Happy Healing Home, nuestra granja en Tailandia

Con la idea de conocer la forma de vivir de los tailandeses, fuimos a trabajar a una granja en el área de Samoeng, una zona montañosa cerca  de Chiang Mai (3 horas en furgoneta), perdida en el medio de la nada. Os puedo asegurar que nunca habíamos estado en un lugar tan recóndito y rural. ¿Cómo supimos de este lugar? Utilizamos por primera vez la plataforma workway.
A través de esta web, los  voluntarios intercambian unas horas de trabajo por comida y alojamiento. Puedes elegir el tipo de trabajo que quieres hacer, se trabaja de 4 a 5 horas diarias y el ritmo suele ser tranquilo. Elegimos la granja Happy Healing Home por sus buenas críticas y porque creímos que iba a ser una experiencia real, alejada del turismo al que estamos acostumbrados, y así fue. En la granja nos recibió Jim, quien fue monje budista durante 17 años, Tea su encantadora y siempre sonriente mujer y el revoltoso Tum. Esta familia Thai aloja a muchos voluntarios . En el tiempo en el que estuvimos llegamos a ser 18 y le ayudamos en muchísimas tareas; segar las malas hierbas, talar árboles, pescar, separar las judías, secar el café,  cultivar el campo, cocinar etc. A pesar de no poder usar ni el teléfono ni internet, no tuvimos tiempo de aburrirnos. Algún voluntario comentaba que en realidad la granja era un lugar para desengancharse de internet…

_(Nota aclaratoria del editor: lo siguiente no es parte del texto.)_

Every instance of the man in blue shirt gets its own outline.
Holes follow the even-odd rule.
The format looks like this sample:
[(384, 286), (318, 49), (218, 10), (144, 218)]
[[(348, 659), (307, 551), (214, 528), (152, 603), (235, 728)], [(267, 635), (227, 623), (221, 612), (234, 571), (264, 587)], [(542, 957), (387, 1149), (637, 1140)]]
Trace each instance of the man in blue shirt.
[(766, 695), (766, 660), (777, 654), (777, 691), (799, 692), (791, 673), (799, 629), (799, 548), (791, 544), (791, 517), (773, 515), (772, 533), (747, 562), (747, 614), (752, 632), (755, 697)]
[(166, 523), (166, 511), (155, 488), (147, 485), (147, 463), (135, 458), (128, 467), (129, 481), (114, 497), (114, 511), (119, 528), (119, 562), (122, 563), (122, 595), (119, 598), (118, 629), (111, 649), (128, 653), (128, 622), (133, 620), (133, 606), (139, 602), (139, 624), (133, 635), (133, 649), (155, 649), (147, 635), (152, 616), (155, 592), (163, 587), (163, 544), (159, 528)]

La forma de vida es rural y sencilla, se necesita mucha mano de obra para realizar cualquier tarea, ya que no se utiliza maquinaria y los cultivos se plantan, cuidan y recogen con la fuerza del hombre, igual que hace 200 años. Esto no se hace por falta de dinero, sino que es una forma de vida permanentemente sostenible. Por ejemplo, el café se recoge, se seca, se separa, se tuesta y se muele a mano!!!! Después de horas y horas de trabajo puedes tomarte tu propia taza de café… con lo fácil que es ir al supermercado!! Desde entonces, el valor que le doy al café es altísimo. Dormimos en una cabaña de bambú sin ventanas ni puerta, sobre un “colchón” y con una mosquitera para protegernos de los mosquitos.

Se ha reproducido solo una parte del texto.